Each presentation was being done with a team. All in suits. All with visual aids. One or two smart guys and a few underlings to help it run smoothly. Mark was not even wearing a tie!!

He had to make a decision. Of course what Mark wanted was to disappear as quickly as possible, but he also saw an opportunity. He scrounged up some paper and began scribblings notes. When it was his turn Mark stepped onto the stage and explained that he was the guy in the trenches and was going to tell them what it was really all about. Word is that he did great and I know that he made some important contacts that day.

Some people would say that he obviously had confidence or he would not have been able to pull that off. Well, he was no longer six years old, but I can guarantee that he was lacking confidence. I also know that he grew in confidence from that experience and has never regretted his decision to stand up there, nervous as anything, and face those big guns in casual business attire.

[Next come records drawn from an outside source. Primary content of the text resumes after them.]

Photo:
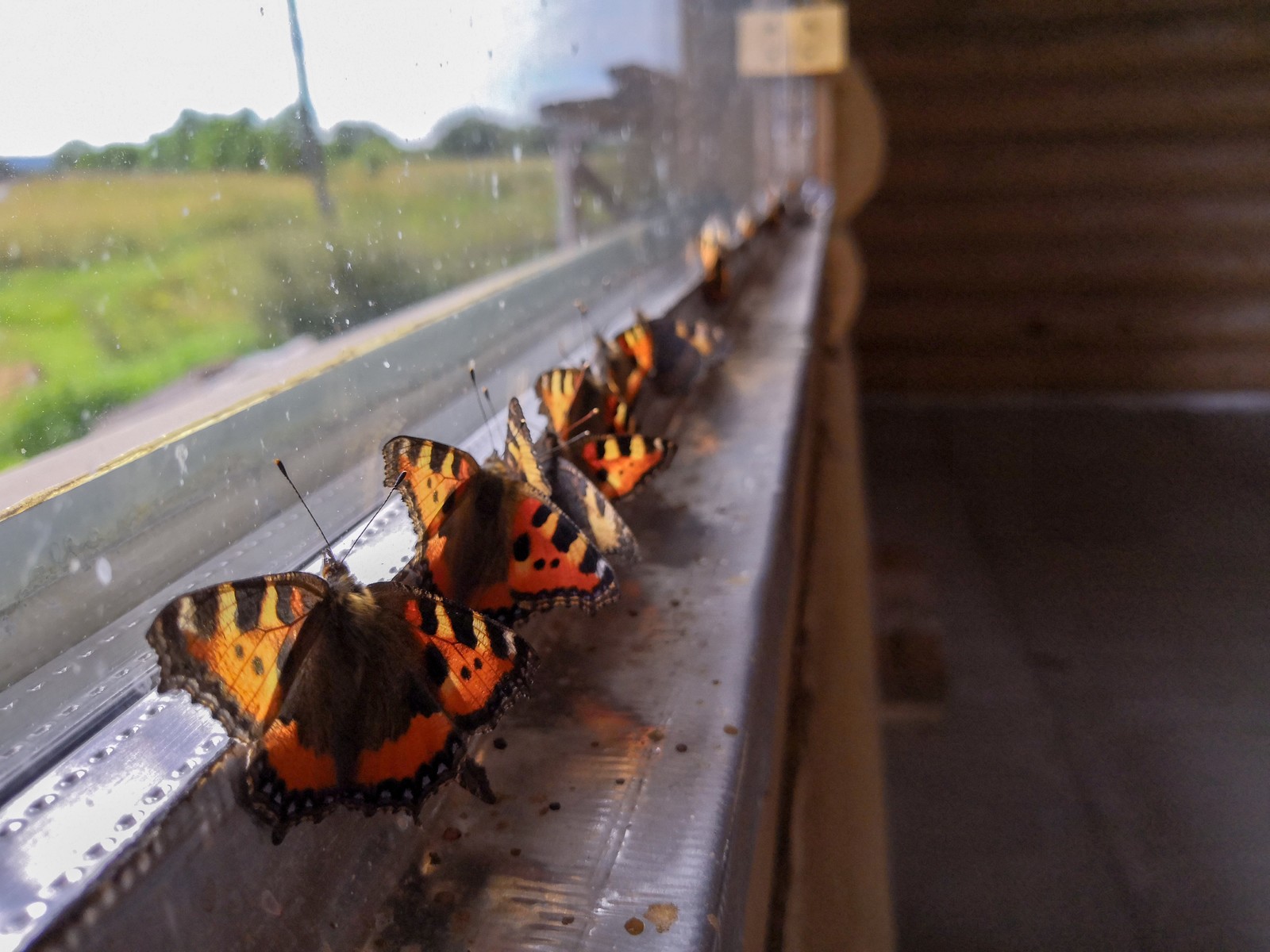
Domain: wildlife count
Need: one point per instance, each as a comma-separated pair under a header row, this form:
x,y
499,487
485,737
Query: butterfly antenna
x,y
577,423
564,444
287,478
489,431
400,478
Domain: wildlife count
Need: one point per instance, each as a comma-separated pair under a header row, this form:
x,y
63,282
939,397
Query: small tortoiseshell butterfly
x,y
711,248
671,352
351,695
569,489
618,463
571,399
492,543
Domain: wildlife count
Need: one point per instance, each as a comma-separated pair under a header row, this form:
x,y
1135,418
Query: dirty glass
x,y
196,201
202,203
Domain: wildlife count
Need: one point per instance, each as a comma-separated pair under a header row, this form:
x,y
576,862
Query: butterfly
x,y
351,695
491,541
671,352
569,489
618,461
713,245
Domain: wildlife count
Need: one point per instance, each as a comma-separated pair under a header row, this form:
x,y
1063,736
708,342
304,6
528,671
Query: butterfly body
x,y
347,695
615,457
491,541
577,497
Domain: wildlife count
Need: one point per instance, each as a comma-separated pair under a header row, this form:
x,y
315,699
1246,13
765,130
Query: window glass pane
x,y
184,187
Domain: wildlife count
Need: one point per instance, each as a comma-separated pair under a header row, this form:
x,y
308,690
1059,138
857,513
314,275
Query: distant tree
x,y
478,136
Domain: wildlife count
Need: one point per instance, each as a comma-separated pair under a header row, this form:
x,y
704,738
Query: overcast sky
x,y
121,70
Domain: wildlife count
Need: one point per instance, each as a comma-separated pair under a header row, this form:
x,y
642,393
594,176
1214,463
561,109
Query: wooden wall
x,y
1077,194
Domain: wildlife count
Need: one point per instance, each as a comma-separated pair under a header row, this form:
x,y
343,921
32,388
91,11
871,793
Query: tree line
x,y
245,143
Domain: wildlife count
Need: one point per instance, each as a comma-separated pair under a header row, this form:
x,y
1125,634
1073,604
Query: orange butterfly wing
x,y
620,463
582,501
518,454
435,478
549,562
558,391
460,670
552,562
226,645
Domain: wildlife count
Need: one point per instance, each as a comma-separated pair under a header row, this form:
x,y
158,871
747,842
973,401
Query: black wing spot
x,y
429,622
564,536
283,608
436,664
521,547
436,456
247,613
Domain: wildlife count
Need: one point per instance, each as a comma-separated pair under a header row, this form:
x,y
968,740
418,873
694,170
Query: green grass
x,y
112,286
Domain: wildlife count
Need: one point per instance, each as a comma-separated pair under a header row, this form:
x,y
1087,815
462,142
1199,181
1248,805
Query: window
x,y
283,230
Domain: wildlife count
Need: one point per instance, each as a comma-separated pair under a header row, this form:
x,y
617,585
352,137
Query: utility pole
x,y
310,149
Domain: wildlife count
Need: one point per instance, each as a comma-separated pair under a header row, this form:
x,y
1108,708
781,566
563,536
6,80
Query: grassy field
x,y
112,286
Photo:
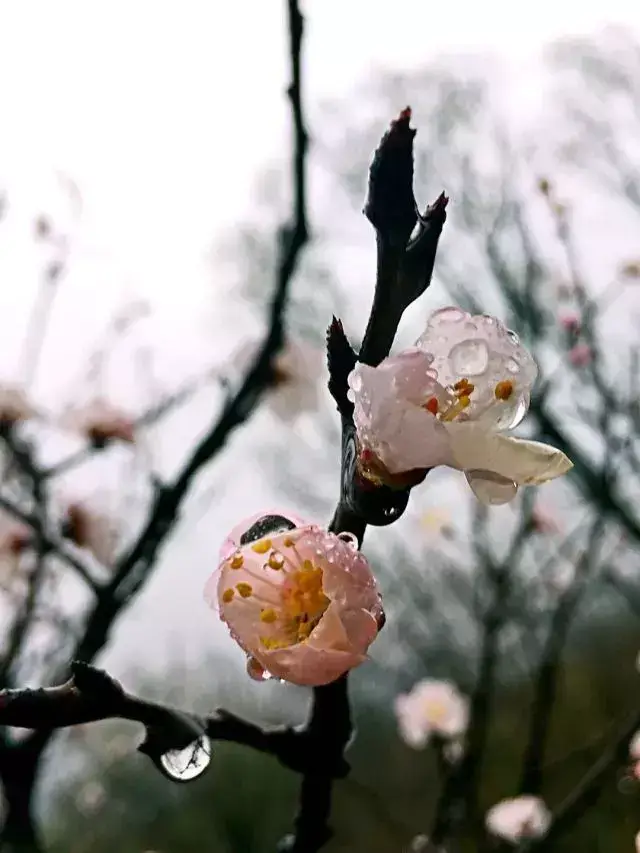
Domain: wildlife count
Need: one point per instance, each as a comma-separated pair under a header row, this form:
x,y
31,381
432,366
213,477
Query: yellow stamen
x,y
504,389
275,561
268,615
272,643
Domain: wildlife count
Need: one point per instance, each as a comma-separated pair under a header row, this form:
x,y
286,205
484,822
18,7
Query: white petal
x,y
491,489
526,463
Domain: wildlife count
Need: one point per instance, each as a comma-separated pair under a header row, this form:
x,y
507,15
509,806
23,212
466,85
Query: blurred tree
x,y
88,500
512,593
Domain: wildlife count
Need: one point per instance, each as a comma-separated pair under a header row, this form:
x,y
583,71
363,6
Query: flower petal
x,y
526,463
491,489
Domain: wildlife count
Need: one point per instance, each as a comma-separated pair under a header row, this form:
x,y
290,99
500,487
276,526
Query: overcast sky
x,y
161,114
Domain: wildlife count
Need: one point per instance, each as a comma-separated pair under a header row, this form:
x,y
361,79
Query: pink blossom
x,y
301,602
91,529
296,374
101,422
571,322
14,406
14,535
518,818
580,355
430,708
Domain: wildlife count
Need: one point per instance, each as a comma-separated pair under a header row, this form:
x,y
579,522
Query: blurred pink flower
x,y
448,401
580,355
543,522
92,530
430,708
100,422
14,406
14,535
571,322
518,818
301,602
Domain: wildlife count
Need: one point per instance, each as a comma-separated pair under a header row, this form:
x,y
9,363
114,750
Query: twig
x,y
546,686
589,788
54,544
403,273
91,695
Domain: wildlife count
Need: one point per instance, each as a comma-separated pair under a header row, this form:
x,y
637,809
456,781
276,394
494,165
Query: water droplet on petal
x,y
186,764
350,538
256,671
469,358
355,381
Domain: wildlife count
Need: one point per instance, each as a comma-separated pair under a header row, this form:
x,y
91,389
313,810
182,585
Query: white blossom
x,y
431,707
448,401
518,818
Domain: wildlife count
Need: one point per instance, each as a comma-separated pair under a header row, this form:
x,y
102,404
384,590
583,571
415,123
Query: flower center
x,y
302,605
435,710
459,399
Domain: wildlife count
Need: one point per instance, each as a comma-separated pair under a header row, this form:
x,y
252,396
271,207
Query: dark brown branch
x,y
589,788
54,544
91,695
546,685
458,794
404,272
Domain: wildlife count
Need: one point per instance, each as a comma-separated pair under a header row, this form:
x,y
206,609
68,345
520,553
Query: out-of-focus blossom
x,y
100,422
90,797
571,322
14,535
297,372
300,601
630,269
518,818
580,355
14,406
91,529
431,708
448,401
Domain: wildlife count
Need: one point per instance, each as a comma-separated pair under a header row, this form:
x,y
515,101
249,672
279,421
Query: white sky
x,y
162,113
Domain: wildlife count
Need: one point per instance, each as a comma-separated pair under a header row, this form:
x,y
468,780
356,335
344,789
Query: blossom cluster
x,y
302,602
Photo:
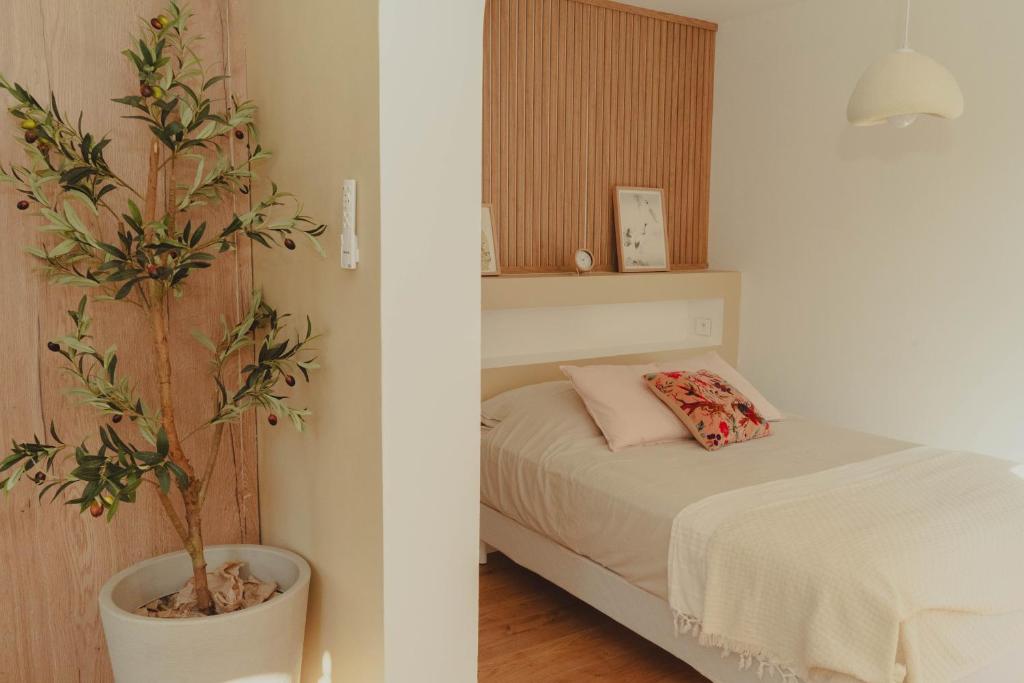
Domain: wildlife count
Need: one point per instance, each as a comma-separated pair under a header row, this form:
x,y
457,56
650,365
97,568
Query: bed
x,y
598,523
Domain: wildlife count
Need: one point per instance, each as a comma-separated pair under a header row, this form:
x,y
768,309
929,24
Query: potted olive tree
x,y
140,248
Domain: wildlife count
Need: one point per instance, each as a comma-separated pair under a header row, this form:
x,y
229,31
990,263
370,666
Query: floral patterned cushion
x,y
713,411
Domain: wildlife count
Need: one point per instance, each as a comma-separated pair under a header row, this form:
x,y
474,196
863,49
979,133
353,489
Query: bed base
x,y
640,611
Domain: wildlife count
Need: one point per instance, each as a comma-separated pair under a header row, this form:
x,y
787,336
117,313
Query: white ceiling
x,y
712,10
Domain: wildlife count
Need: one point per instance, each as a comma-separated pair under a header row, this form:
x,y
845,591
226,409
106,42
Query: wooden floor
x,y
531,630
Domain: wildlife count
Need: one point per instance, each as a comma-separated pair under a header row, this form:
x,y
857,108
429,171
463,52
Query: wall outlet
x,y
349,241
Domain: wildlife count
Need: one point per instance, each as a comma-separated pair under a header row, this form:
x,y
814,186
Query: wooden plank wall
x,y
52,560
584,95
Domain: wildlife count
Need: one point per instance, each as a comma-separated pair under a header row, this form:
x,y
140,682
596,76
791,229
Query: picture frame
x,y
489,264
641,236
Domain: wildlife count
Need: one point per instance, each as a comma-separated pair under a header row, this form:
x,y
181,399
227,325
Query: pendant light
x,y
902,86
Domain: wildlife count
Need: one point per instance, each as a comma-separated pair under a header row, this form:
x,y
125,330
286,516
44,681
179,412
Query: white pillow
x,y
714,363
624,409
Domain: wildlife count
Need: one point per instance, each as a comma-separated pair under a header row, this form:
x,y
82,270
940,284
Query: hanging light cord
x,y
906,28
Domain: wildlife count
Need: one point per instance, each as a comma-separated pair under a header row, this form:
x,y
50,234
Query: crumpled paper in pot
x,y
229,591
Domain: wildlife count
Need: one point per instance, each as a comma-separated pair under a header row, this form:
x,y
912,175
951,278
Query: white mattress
x,y
545,465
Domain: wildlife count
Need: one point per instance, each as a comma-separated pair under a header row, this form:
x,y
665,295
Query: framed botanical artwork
x,y
642,239
488,245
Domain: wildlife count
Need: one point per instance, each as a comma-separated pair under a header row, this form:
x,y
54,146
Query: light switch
x,y
349,242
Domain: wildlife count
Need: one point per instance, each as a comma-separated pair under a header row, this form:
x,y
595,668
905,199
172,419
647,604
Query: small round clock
x,y
584,260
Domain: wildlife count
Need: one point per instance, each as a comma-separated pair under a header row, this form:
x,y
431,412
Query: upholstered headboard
x,y
530,325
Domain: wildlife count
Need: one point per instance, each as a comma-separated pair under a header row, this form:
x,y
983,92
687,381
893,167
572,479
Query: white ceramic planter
x,y
261,644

He made a name for himself… and no one was laughing.

…Well, except for me. I laughed so hard when I heard about this. Nervous laughter – I could not believe that he had gone through this. From then on I laughed every time I heard him tell the tale, it is one of my all-time favorite stories. Mark is a good example of what can happen when we don’t sit around making excuses for ourselves.